Yamaha Motor Corp., U.S.A., introduces its full 2010 model year ATV product line, including a new sport ATV designed specifically with the trail rider in mind, the YFZ450X. In total, Yamaha will produce 17 ATV models for 2010, including its Grizzly utility line and Raptor and YFZ sport lines. The YFZ450X is new to Yamaha's sport ATV line and replaces the original YFZ450 for tight woods and trail riding. It is 46.1 in. wide with optimized suspension, fuel injection and a cast aluminum-steel hybrid frame.

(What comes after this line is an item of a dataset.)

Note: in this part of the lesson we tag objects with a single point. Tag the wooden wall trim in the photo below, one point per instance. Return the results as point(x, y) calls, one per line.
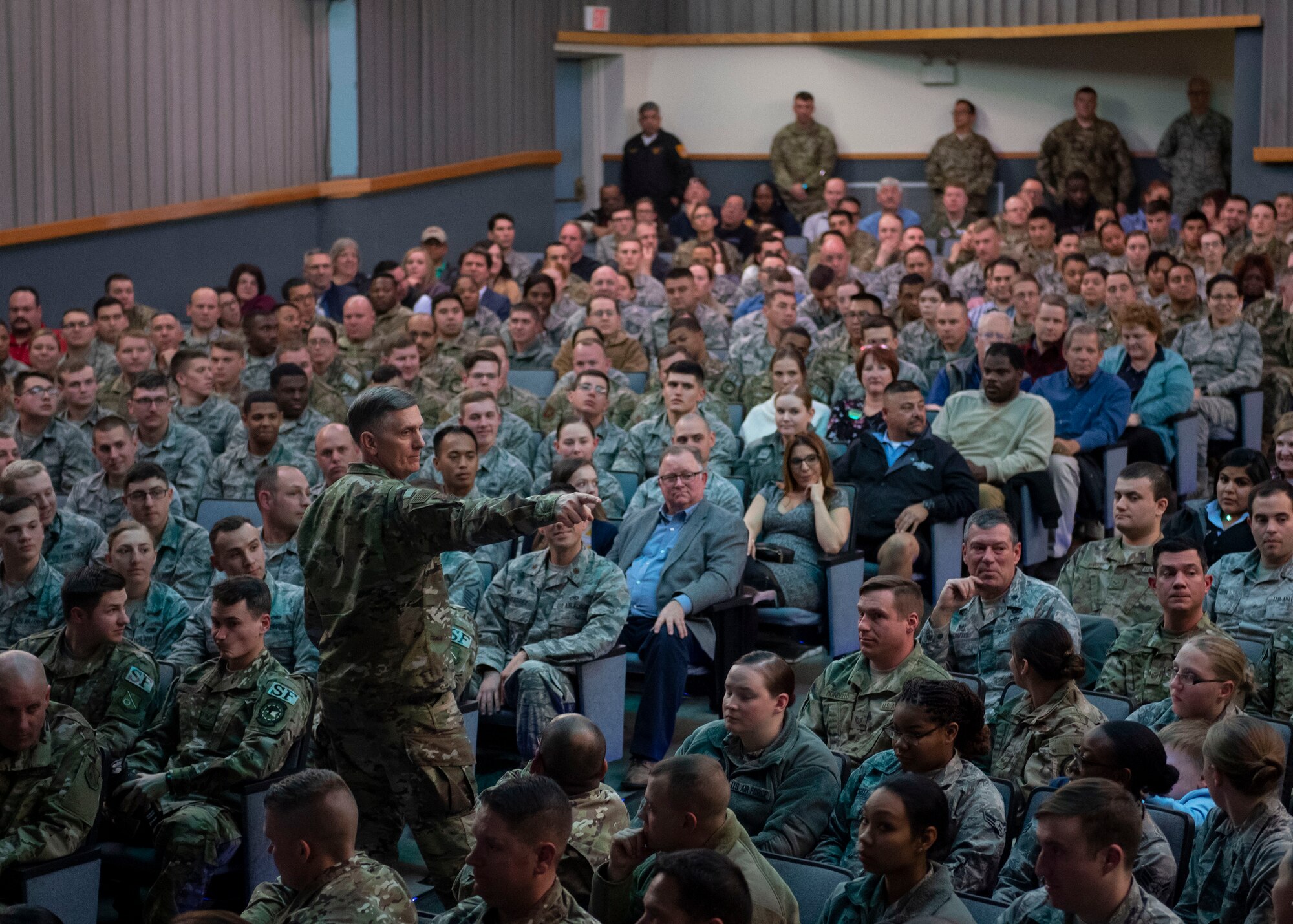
point(329, 189)
point(1071, 29)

For more information, visit www.yamaha-motor.com.

Revolutionary forage

Masters Choice Research and Development division has created an alternate route to lower feed costs — MasterGraze BMR. It's a high sugar level, specialty forage that can be harvested in many versatile ways including grazing, haylage or balage. The forage's extensive tiller network brings massive amounts of feed tonnage per acre compared to summer sudans, while the brown mid-rib characteristics make the tonnage more digestible than other silage varieties. Lab analysis shows MasterGraze BMR has protein levels of 15-20% and low lignin content, making the whole plant up to 30% higher in digestibility than other forages.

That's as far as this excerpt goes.